Incredible, isn't it? And no, I didn't learn about this in history class. How about you?
TPM has more about these incidents here:
In November 1898, white supremacist forces in Wilmington, North Carolina planned and executed the only coup d’etat in American history, overthrowing the city’s democratically elected Fusion Party officials and installing their own officials in their stead. Over the subsequent days, in a similarly and concurrently orchestrated series of events, rampaging mobs, featuring both white Wilmingtonians and members of militias from around the state, attacked and brutalized the city’s African American community, murdering many residents, forcing most of the others to abandon their homes and community, and burning much of it to the ground.
Members of that African American community tried to tell the rest of the nation what was happening, as exemplified by an anonymous woman who wrote a desperate plea to President McKinley requesting federal protection (her letter went unanswered). But it was instead the white supremacists whose version of the story became the nationally accepted one, a process that began immediately and culminated a few weeks later when Alfred Waddell, a former Confederate officer and one of the supremacist leaders, wrote “The Story of the Wilmington, N.C., Race Riots” for the popular publication Collier’s.

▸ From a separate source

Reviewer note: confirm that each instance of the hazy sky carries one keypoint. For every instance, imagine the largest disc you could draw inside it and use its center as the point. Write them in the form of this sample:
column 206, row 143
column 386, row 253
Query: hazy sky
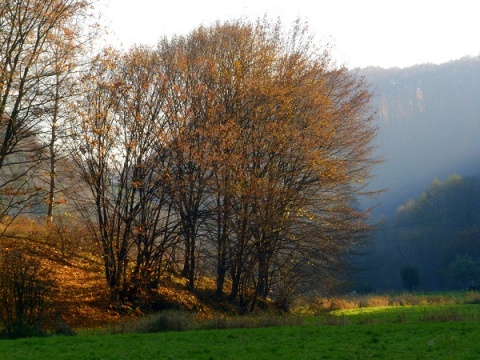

Waddell’s story, accompanied by H. Ditzler’s cover illustration of marauding armed African Americans, led to the designation of the coup and massacre as a “race riot,” a description that has continued to this day.
The decades after Wilmington saw many more such massacres: Atlanta in 1906, Springfield (Illinois) in 1908, East St. Louis (also Illinois) in 1917, Chicago in 1919, Tulsa in 1921, and Detroit in 1943, among others. While there were certainly unique details in each case, the fundamental story remained the same: rampaging white mobs destroying business and homes and brutalizing citizens of the cities’ African American communities. In Tulsa, as in Wilmington, the mob mounted a machine gun on a vehicle and rolled it through the streets, firing at will. And in each case, in both the contemporary national media coverage and the subsequent historical accounts of the massacres, they were consistently (if not indeed solely) described as “race riots.”
I never heard a word about any of that when I went to school. Indeed, when it came to the Civil War, the Confederacy was romanticized.
They say the victors write the history books. Going by that, who really won the Civil War?